Remark 15.10 When we have \(D\perp X_i\), which is true in the case of random controlled trials (RCT), we have $$\omega_k=\frac{\mathbb P(D_i=1\mid X_i=x_k)(1-\mathbb P(D_i=1\mid X_i=x_k))\mathbb P(X_i=x_k)}{\mathbb P(D_i=1)(1-\mathbb P(D_i=1))\sum_{k=1}^K\mathbb P(X_i=x_k)}=\mathbb P(X_i=x_k)$$ Then $$\beta^{\text{OLS}}=\sum_{k=1}^K\underbrace{\big\{\mathbb E[Y_i\mid D_i=1,X_i=x_k]-\mathbb E[Y_i\mid D_i=0,X_i=x_k]\big\}}_{=\delta(x_k)}\mathbb P(X_i=x_k)=\mathbb E[\delta(x_k)]=\beta^{\text{ATE}}$$ But in general when we don't have \(D\perp X_i\), so OLS never works for ATE, i.e. \(\beta^{\text{OLS}}\ne\beta^{\text{ATE}}\). But, if selection on observables holds, we can use local OLS, which is non-parametric (instead of local linear kernel regression, which is non-parametric) to estimate \(\text{ATE}(x)\) within each cell \(X\in(x-h,x+h)\), and estimate the weights of each cell by non-parametric methods, and finally obtain ATE by taking weighted average of \(\text{ATE}(x)\) based on the estimated weight of each cell.
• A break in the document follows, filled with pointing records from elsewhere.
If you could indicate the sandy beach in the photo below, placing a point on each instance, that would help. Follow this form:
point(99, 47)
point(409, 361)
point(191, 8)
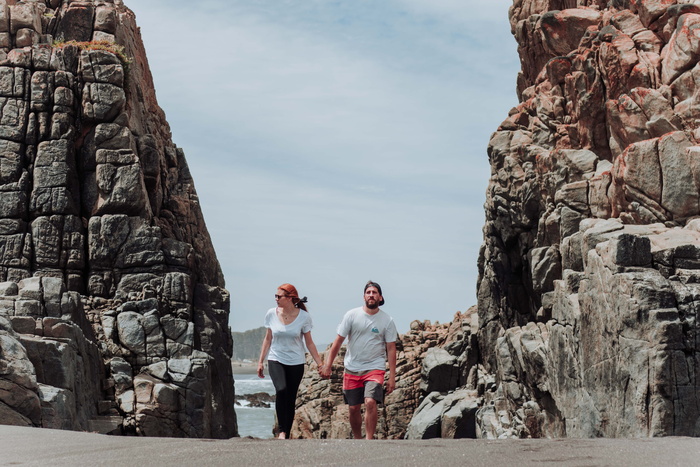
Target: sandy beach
point(38, 446)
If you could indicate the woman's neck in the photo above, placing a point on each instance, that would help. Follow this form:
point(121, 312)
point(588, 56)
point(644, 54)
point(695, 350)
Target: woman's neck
point(289, 309)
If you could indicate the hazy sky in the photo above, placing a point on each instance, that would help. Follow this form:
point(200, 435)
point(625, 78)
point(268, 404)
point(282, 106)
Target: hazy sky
point(336, 141)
To estimate ATE, ATT and ATU, we then have to use the non-parametric methods to estimate the following objects: $$\beta^{\text{ATE}}=\sum_{k=1}^K\big\{\mathbb E[Y_i\mid D_i=1,X_i=x_k]-\mathbb E[Y_i\mid D_i=0,X_i=x_k]\big\}\mathbb P(X_i=x_k)$$ $$\beta^{\text{ATT}}=\sum_{k=1}^K\big\{\mathbb E[Y_i\mid D_i=1,X_i=x_k]-\mathbb E[Y_i\mid D_i=0,X_i=x_k]\big\}\mathbb P(X_i=x_k\mid D_i=1)$$ $$\beta^{\text{ATU}}=\sum_{k=1}^K\big\{\mathbb E[Y_i\mid D_i=1,X_i=x_k]-\mathbb E[Y_i\mid D_i=0,X_i=x_k]\big\}\mathbb P(X_i=x_k\mid D_i=0)$$

There are also some other alternative methods including matching on different objects. But every method faces the same trade-off: more assumptions on the data generating process (parametric methods) or more severe dimensionality problem (non-parametric methods). Inside the dimensionality problem, we have the trade-off between bias and variance.